Pang Wei Koh (Stanford University)
Shiori Sagawa (Stanford University)
Henrik Marklund (Stanford)
Sang Michael Xie (Stanford University)
Marvin Zhang (UC Berkeley)
Akshay Balsubramani (Stanford)
Weihua Hu (Stanford University)
Michihiro Yasunaga (Stanford University)
Richard Lanas Phillips (Cornell University)
Irena Gao (Stanford University)
Tony Lee (Stanford University)
Etienne David (INRAE)
Ian Stavness (University of Saskatchewan)
Wei Guo (The University of Tokyo)
Berton Earnshaw (Recursion)
Imran Haque (Recursion)
Sara Beery (Caltech)
Jure Leskovec (Stanford University)
Anshul Kundaje (Stanford University)
Emma Pierson (Microsoft)
Sergey Levine (UC Berkeley)
Sergey Levine

Sergey Levine received a BS and MS in Computer Science from Stanford University in 2009, and a Ph.D. in Computer Science from Stanford University in 2014. He joined the faculty of the Department of Electrical Engineering and Computer Sciences at UC Berkeley in fall 2016. His work focuses on machine learning for decision making and control, with an emphasis on deep learning and reinforcement learning algorithms. Applications of his work include autonomous robots and vehicles, as well as computer vision and graphics. His research includes developing algorithms for end-to-end training of deep neural network policies that combine perception and control, scalable algorithms for inverse reinforcement learning, deep reinforcement learning algorithms, and more.

Chelsea Finn (Stanford)

Chelsea Finn is an Assistant Professor in Computer Science and Electrical Engineering at Stanford University. Finn's research interests lie in the capability of robots and other agents to develop broadly intelligent behavior through learning and interaction.

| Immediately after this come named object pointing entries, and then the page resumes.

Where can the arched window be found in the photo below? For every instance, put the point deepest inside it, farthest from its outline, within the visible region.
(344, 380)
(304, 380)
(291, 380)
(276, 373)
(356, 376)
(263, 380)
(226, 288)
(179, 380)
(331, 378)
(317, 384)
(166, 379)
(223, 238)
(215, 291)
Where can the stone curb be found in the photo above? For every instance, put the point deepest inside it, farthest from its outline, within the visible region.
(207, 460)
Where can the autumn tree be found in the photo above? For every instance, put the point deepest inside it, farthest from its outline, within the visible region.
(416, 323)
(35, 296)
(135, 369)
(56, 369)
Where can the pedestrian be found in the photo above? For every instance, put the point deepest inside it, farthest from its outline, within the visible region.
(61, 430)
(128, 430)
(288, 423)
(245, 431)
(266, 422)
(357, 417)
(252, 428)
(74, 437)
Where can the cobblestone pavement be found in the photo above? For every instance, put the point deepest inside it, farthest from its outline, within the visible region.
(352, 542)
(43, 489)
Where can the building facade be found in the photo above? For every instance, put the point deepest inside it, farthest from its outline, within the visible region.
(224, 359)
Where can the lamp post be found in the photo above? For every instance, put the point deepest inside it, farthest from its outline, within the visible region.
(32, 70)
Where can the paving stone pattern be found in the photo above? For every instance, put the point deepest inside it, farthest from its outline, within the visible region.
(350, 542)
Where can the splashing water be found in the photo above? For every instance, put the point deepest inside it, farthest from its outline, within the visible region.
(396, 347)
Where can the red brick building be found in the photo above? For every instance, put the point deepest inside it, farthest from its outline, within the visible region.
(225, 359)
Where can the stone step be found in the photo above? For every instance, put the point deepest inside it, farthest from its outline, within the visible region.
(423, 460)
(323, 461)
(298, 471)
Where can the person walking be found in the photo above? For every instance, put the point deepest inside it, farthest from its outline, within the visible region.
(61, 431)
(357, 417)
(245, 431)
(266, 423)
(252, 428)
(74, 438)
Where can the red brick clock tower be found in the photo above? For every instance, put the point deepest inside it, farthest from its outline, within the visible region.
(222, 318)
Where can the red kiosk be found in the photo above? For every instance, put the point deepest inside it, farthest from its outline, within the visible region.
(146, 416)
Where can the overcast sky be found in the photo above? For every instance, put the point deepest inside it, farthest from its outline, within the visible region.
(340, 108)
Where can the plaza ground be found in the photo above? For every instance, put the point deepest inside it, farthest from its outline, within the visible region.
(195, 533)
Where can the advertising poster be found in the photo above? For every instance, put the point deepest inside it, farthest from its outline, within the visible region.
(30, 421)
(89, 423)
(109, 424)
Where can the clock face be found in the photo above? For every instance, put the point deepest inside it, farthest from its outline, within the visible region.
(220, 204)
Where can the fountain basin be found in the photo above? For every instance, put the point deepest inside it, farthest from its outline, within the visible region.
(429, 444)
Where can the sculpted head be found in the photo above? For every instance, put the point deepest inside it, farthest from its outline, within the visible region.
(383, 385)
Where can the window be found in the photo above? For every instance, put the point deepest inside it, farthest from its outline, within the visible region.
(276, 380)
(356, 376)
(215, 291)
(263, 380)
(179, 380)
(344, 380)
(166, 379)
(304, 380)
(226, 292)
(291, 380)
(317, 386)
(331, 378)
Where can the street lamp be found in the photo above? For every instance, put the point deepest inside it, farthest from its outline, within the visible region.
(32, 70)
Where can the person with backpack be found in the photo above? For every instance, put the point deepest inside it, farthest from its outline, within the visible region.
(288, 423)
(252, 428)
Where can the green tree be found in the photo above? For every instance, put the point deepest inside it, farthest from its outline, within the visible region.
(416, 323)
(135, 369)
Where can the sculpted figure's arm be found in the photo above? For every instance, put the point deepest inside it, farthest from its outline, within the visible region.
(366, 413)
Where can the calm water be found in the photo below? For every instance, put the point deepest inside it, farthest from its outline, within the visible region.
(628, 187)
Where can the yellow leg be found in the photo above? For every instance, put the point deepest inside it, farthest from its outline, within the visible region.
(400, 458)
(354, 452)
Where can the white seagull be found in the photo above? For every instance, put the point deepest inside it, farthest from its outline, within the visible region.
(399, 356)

To this end, her work has included deep learning algorithms for concurrently learning visual perception and control in robotic manipulation skills, inverse reinforcement methods for learning reward functions underlying behavior, and meta-learning algorithms that can enable fast, few-shot adaptation in both visual perception and deep reinforcement learning. Finn received her Bachelor's degree in Electrical Engineering and Computer Science at MIT and her PhD in Computer Science at UC Berkeley. Her research has been recognized through the ACM doctoral dissertation award, the Microsoft Research Faculty Fellowship, the C.V. Ramamoorthy Distinguished Research Award, and the MIT Technology Review 35 under 35 Award, and her work has been covered by various media outlets, including the New York Times, Wired, and Bloomberg. Throughout her career, she has sought to increase the representation of underrepresented minorities within CS and AI by developing an AI outreach camp at Berkeley for underprivileged high school students, a mentoring program for underrepresented undergraduates across four universities, and leading efforts within the WiML and Berkeley WiCSE communities of women researchers.